Another key impact of this work was in reclaim. This maintains a list of active and inactive pages (now folios) and determines, based on which data is (approximately) least used, and thus which memory to free to relieve memory pressure.
The limited granularity of the page cache therefore impacted reclaim as well – since each entry on this list was limited to 4 KB, it resulted in reclaim taking longer.
Through use of folios we immediately fix this issue and, depending on large folio usage, reduce the size of the reclaim lists, thus improving reclaim performance.
The work which impacted the page cache and reclaim specifically was done in Linux v5.18 (see the relevant series for details).
This saw very significant performance throughput increases ranging from 24% – 241%.
We term folios larger than the base page size ‘large folios’, as it is at these larger sizings that the advantages of folios really come into play.
A case in point is memory mapping – even when not mapping huge pages, fewer page faults are required to map large folios thus batching up operations which takes less time.
mTHP
Virtual memory, which allows for logical addresses belonging to each individual process to be mapped to physical memory, is only efficient as a result of aggressive caching between virtual and physical addresses.
This is because actually looking up the physical address from a virtual address is a relatively expensive operation in hardware.
This cache is known as the ‘Translation Lookaside Buffer’ or TLB. It is maintained at a granularity of the page size being mapped.
Modern hardware allows for page sizes larger than the base page size to be used, which are termed ‘huge pages’. These naturally map more memory per cache entry, and thus reduces cache misses thus (often significantly) reducing memory lookup latency.
In order to do this, the kernel must deal with physically contiguous ranges of the appropriate size to enable this functionality.
For instance, x86-64 allows 2 MB huge pages (as well as 1 GB, though 2 MB is more typically utilised), and thus the kernel maintains heuristics to reduce fragmentation of physical memory at a 2 MB granularity.
However, arm64 permits huge pages of a variety of page sizes between 4 KB and 2 MB, e.g. 16 KB, 64 KB, 256 KB, etc. which also exhibit similar performance improvements in reduced TLB cache contention.
Without folios, which have an innate capacity to be split into folios of smaller size when required, supporting this would either be impossible or at least, very difficult.
This functionality, termed ‘mTHP’ (multi-size THP), results in significant performance improvements ranging from 5%-20% depending on use case.

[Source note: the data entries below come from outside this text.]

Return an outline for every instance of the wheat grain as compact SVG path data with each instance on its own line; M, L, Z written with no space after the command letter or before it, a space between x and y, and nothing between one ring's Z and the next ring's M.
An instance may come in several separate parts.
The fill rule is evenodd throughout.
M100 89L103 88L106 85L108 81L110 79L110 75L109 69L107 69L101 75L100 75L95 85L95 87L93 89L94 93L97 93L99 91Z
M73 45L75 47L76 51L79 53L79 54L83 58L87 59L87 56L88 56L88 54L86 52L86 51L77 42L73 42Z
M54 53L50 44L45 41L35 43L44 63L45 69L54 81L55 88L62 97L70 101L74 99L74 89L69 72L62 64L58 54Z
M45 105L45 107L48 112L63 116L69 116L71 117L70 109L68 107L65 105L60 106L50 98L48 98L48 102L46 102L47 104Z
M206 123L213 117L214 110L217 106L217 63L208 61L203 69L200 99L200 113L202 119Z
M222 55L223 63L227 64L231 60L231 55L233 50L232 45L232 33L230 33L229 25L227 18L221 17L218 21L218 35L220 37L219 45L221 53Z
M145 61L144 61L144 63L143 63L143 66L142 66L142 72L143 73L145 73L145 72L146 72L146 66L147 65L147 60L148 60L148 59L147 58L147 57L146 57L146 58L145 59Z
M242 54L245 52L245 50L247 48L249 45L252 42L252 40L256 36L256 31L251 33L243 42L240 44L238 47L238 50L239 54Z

Folios: The New York Interpretation
So performance and latency improvements aside, we come back to the issue of the memory wasted in maintaining struct page‘s for each and every base page of physical memory.
In discussion with Johannes Weiner it was decided that in fact folios could address this issue also. Since he resides in New York state, this has subsequently been termed the ‘New York’ interpretation.
As a result, a key aim of folios is to reduce the size of struct page from 64 bytes to 8 bytes.
The intent is that each struct page will now simply contain a ‘memory descriptor’ (memdesc for short) which will either encode metadata within the 8 byte value, or contain a pointer to another data structure which provides relevant metadata.
While this represents a 87.5% reduction in size of struct page objects, things pointed to by the memdesc now have to be allocated separately. However, since fewer objects are required across physically contiguous ranges this still represents a significant memory saving.
Importantly, as a result of this change, folios themselves only provide metadata describing user memory, which is a significant divergence from the Ottawa interpretation.
Until memdescs are established for each type of kernel memory allocation, kernel memory still largely uses struct page directly.
The reduction in memory used is especially important as the memory used for struct page is allocated for the kernel, meaning it cannot be reclaimed.
See Matthew’s Memdescs page for a detailed description of the design.